13.4 Another Cycle through the ABC: The Evolution of Web-Based E-Commerce Architectures

The incredible success of the Web has resulted in unprecedented interest from business and hence unprecedented pressure on the architecture, via the ABC. Business requirements have begun to dominate Web architecture. Business-to-business and business-to-consumer Web sites have fueled most of the innovation in Web-based software.

The original conception of the Web was as a web of documents, in keeping with its hypertext roots. E-commerce, however, views the Web as a web of data, and these different views have led to some tensions. For example, "pushing" data to a user is difficult; the most common technique for updating data is to reload it at specified periods rather than to rely on the change of data to force a screen update. Another is the back button on a browser, which in certain circumstances may result in stale data being displayed on a screen.

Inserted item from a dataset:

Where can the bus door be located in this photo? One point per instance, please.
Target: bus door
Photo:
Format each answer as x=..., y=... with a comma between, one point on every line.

The new requirements of e-commerce are stringent and quite different from the original requirements presented in Section 13.2:

High performance. A popular Web site will typically have tens of millions of "hits" per day, and users expect low latency from it. Customers will not tolerate the site simply refusing their requests.
High availability. E-commerce sites are expected to be available "24/7." They never close, so must have minimal downtime-perhaps a few minutes per year.
Scalability. As Web sites grow in popularity, their processing capacity must be able to similarly grow, to both expand the amount of data they can manage and maintain acceptable levels of customer service.
Security. Users must be assured that any sensitive information they send across the Web is secure from snooping. Operators of Web sites must be assured that their system is secure from attack (stealing or modifying data, rendering data unusable by flooding it with requests, crashing it, etc.).
Modifiability. E-commerce Web sites change frequently, in many cases daily, and so their content must be very simple to change.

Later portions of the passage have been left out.